I want to talk today about an old saying that we have in dog training, which I probably heard for the first time about twenty years ago: “You get what you pet.”
What’s that mean? Well, deep within this phrase there’s a very important lesson to be learned. It’s not talking literally about petting, although that can certainly be a part of things. Rather, it’s wisdom that regards showing affection and attention to your dog.

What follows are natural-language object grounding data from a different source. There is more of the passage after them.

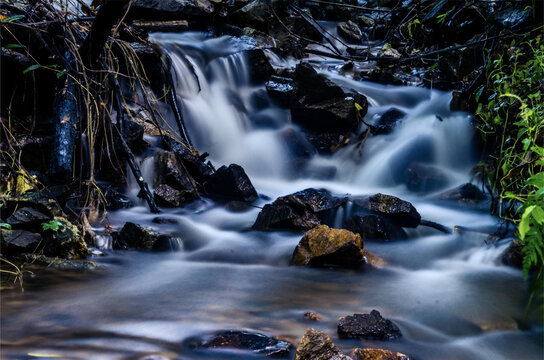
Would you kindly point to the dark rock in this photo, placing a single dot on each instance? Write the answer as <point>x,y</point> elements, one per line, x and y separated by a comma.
<point>513,255</point>
<point>260,69</point>
<point>315,345</point>
<point>231,182</point>
<point>195,165</point>
<point>167,196</point>
<point>280,89</point>
<point>323,246</point>
<point>377,354</point>
<point>248,341</point>
<point>19,241</point>
<point>302,210</point>
<point>398,211</point>
<point>374,227</point>
<point>320,105</point>
<point>136,236</point>
<point>27,217</point>
<point>65,242</point>
<point>350,31</point>
<point>465,194</point>
<point>168,171</point>
<point>368,326</point>
<point>61,264</point>
<point>168,243</point>
<point>388,121</point>
<point>425,178</point>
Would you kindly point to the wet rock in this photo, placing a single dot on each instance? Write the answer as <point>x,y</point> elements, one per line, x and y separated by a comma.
<point>61,264</point>
<point>368,326</point>
<point>231,182</point>
<point>302,210</point>
<point>280,89</point>
<point>248,341</point>
<point>425,178</point>
<point>194,163</point>
<point>260,69</point>
<point>374,227</point>
<point>312,315</point>
<point>316,345</point>
<point>320,105</point>
<point>168,171</point>
<point>513,255</point>
<point>465,194</point>
<point>323,246</point>
<point>174,9</point>
<point>167,196</point>
<point>350,31</point>
<point>388,121</point>
<point>136,236</point>
<point>64,240</point>
<point>27,217</point>
<point>398,211</point>
<point>377,354</point>
<point>19,241</point>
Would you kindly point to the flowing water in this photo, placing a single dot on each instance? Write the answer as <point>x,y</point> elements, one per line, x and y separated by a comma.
<point>447,293</point>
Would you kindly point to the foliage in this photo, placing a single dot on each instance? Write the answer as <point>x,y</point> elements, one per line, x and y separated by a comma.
<point>512,122</point>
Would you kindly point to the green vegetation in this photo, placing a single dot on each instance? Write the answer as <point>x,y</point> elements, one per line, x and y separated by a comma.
<point>513,127</point>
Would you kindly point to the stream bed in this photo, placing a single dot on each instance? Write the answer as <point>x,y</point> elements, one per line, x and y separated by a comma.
<point>448,293</point>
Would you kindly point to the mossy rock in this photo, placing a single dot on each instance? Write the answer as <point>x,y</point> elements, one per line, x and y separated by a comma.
<point>323,246</point>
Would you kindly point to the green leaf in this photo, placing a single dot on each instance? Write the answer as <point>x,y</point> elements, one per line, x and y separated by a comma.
<point>12,19</point>
<point>31,68</point>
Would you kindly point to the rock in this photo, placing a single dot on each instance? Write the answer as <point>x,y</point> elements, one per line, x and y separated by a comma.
<point>425,178</point>
<point>61,264</point>
<point>368,326</point>
<point>350,31</point>
<point>168,171</point>
<point>173,9</point>
<point>388,121</point>
<point>27,217</point>
<point>231,182</point>
<point>302,210</point>
<point>316,345</point>
<point>65,242</point>
<point>377,354</point>
<point>167,196</point>
<point>19,241</point>
<point>280,89</point>
<point>398,211</point>
<point>319,105</point>
<point>323,246</point>
<point>311,315</point>
<point>260,69</point>
<point>513,255</point>
<point>194,163</point>
<point>136,236</point>
<point>248,341</point>
<point>465,194</point>
<point>374,227</point>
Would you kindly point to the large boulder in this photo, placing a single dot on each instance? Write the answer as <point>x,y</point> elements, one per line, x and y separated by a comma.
<point>316,345</point>
<point>374,227</point>
<point>302,210</point>
<point>63,239</point>
<point>245,341</point>
<point>368,326</point>
<point>231,182</point>
<point>320,105</point>
<point>398,211</point>
<point>168,171</point>
<point>377,354</point>
<point>323,246</point>
<point>19,241</point>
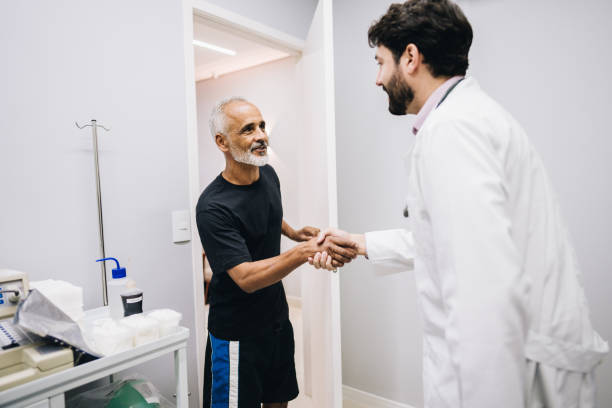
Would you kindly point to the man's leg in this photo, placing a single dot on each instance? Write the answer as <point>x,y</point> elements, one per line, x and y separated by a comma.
<point>280,382</point>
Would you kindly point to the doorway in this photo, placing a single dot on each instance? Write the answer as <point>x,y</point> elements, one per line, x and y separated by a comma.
<point>291,81</point>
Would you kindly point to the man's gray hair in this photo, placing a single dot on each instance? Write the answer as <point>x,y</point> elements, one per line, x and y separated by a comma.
<point>217,121</point>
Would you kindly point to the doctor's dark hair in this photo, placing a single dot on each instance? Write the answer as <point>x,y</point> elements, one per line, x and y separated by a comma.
<point>438,28</point>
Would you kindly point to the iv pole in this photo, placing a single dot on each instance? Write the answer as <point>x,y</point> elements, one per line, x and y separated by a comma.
<point>94,128</point>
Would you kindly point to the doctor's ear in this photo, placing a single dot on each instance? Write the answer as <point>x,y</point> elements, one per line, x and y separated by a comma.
<point>411,58</point>
<point>222,142</point>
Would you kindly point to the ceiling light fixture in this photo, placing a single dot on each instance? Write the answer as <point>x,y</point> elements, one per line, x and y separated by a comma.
<point>214,47</point>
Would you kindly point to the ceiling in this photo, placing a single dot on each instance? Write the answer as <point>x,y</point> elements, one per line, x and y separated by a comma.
<point>211,64</point>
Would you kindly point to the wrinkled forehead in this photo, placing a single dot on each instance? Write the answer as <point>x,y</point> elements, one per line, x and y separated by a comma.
<point>239,113</point>
<point>383,53</point>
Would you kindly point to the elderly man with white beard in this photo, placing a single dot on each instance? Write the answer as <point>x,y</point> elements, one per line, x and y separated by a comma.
<point>250,345</point>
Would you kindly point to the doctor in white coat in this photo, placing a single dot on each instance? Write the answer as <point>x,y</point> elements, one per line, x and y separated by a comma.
<point>506,321</point>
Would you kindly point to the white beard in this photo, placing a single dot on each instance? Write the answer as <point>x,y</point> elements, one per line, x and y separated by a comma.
<point>246,157</point>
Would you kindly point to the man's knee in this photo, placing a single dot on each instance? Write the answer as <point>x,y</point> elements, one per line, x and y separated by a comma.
<point>275,405</point>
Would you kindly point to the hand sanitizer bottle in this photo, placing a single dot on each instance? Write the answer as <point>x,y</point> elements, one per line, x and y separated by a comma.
<point>116,287</point>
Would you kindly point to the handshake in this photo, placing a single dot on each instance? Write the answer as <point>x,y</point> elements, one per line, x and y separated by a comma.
<point>333,248</point>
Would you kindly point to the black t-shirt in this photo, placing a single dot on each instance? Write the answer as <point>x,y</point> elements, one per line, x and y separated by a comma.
<point>241,224</point>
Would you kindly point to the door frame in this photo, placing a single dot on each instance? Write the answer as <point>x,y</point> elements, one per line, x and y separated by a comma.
<point>294,46</point>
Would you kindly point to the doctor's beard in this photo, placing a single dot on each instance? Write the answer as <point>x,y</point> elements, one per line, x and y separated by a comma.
<point>248,157</point>
<point>400,94</point>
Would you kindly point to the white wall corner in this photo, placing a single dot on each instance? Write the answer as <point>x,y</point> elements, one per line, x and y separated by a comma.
<point>354,398</point>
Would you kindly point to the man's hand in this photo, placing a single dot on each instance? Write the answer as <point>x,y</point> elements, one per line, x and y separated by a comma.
<point>322,259</point>
<point>333,251</point>
<point>305,234</point>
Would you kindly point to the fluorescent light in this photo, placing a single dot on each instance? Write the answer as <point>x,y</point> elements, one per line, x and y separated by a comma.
<point>214,47</point>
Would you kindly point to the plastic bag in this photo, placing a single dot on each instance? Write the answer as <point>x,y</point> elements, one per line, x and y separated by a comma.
<point>131,392</point>
<point>40,316</point>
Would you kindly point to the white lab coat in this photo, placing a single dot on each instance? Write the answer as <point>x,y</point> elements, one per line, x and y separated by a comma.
<point>506,322</point>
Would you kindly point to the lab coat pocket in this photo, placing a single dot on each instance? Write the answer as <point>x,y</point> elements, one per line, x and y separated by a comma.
<point>420,226</point>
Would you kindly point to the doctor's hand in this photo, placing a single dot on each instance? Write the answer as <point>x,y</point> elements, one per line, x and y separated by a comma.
<point>305,234</point>
<point>334,251</point>
<point>323,260</point>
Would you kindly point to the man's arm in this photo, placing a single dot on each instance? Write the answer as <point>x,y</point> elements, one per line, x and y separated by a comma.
<point>252,276</point>
<point>302,235</point>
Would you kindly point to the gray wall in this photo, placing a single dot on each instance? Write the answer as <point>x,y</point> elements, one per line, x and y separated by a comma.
<point>123,64</point>
<point>289,16</point>
<point>548,63</point>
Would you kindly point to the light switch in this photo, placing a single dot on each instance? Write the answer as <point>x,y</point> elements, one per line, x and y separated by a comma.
<point>181,226</point>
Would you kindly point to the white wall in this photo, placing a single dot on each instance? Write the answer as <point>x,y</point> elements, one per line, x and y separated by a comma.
<point>548,63</point>
<point>123,64</point>
<point>271,87</point>
<point>381,328</point>
<point>291,17</point>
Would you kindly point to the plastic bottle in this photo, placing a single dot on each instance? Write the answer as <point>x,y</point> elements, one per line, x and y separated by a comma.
<point>115,287</point>
<point>131,299</point>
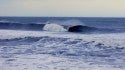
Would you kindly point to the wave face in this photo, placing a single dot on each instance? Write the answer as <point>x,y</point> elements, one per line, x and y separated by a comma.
<point>76,50</point>
<point>79,25</point>
<point>54,27</point>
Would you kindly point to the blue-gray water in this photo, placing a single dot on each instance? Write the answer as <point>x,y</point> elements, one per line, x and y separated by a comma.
<point>78,51</point>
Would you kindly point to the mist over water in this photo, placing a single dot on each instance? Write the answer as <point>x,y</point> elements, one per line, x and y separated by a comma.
<point>48,44</point>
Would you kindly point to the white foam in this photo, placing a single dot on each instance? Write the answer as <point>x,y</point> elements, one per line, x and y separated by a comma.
<point>114,39</point>
<point>54,27</point>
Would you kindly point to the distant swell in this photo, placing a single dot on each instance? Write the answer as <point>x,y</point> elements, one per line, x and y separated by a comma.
<point>20,26</point>
<point>54,27</point>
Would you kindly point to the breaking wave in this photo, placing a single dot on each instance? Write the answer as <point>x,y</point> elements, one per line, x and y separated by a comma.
<point>70,26</point>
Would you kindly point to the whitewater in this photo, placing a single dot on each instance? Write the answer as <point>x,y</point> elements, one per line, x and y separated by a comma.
<point>36,50</point>
<point>53,43</point>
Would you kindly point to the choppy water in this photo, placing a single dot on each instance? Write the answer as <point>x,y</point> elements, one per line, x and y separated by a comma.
<point>45,50</point>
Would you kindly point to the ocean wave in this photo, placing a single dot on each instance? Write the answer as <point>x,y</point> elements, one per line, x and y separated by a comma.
<point>70,26</point>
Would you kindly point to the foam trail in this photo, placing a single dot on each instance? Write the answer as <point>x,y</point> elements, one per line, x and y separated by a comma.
<point>54,27</point>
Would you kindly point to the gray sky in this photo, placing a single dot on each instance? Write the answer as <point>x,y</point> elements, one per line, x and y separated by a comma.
<point>76,8</point>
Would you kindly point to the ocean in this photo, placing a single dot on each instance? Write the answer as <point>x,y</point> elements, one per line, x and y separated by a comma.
<point>62,43</point>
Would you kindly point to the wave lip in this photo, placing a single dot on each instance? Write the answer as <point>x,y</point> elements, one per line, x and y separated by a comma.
<point>80,28</point>
<point>54,27</point>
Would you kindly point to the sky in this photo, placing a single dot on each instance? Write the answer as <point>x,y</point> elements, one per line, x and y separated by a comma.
<point>63,8</point>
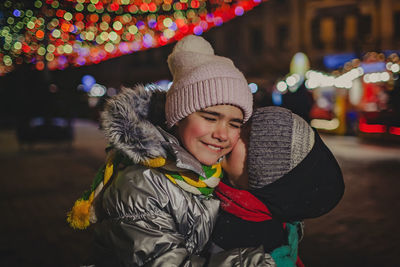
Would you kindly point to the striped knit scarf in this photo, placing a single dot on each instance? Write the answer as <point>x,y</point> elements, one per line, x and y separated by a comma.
<point>197,184</point>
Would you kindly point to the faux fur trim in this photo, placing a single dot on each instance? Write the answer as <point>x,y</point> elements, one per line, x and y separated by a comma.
<point>126,124</point>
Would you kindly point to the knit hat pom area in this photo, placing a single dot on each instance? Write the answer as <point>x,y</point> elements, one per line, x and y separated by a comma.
<point>202,79</point>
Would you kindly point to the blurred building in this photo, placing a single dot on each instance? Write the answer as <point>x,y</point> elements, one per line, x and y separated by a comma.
<point>265,39</point>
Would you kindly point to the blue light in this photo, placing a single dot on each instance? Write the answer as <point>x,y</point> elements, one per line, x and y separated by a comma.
<point>16,13</point>
<point>373,67</point>
<point>337,61</point>
<point>276,98</point>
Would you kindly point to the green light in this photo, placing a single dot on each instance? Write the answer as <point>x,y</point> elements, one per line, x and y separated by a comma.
<point>109,47</point>
<point>89,36</point>
<point>99,10</point>
<point>7,46</point>
<point>67,16</point>
<point>103,36</point>
<point>99,40</point>
<point>7,60</point>
<point>133,29</point>
<point>55,4</point>
<point>127,18</point>
<point>7,4</point>
<point>17,45</point>
<point>51,48</point>
<point>166,7</point>
<point>30,25</point>
<point>103,26</point>
<point>167,22</point>
<point>113,36</point>
<point>91,8</point>
<point>56,33</point>
<point>20,25</point>
<point>49,57</point>
<point>41,51</point>
<point>117,25</point>
<point>29,13</point>
<point>68,49</point>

When dog trainers say that you “get” what you “pet,” we’re basically implying that the mindset you pay attention to and give praise to is the mindset your dog will frequently show. For example, let’s say that your dog is often nervous and anxious around thunder. If you start petting and soothing as soon as the thunderstorm begins, there’s a halfway decent chance that you’ll encourage that sort of anxious behavior. In a way, your dog will feel more comfortable with its anxiety after your positive reinforcement. Some people already understand this concept, but many people don’t recognize the mindset their dogs are in. These owners don’t see that the dog who barks at the doorbell and then runs to them for reassurance will actually feel more powerful because of the attention they give it.
This is why it’s so important to know your dog’s tendencies and body language, so you can know when and when not to give affection. As you communicate and hang out with your dog, I would encourage you to think along these lines. Ask yourself: “What am I petting? What mindset am I giving praise to? What mindset do I want to avoid encouraging?” This introspection will become very important as you work to train your dog!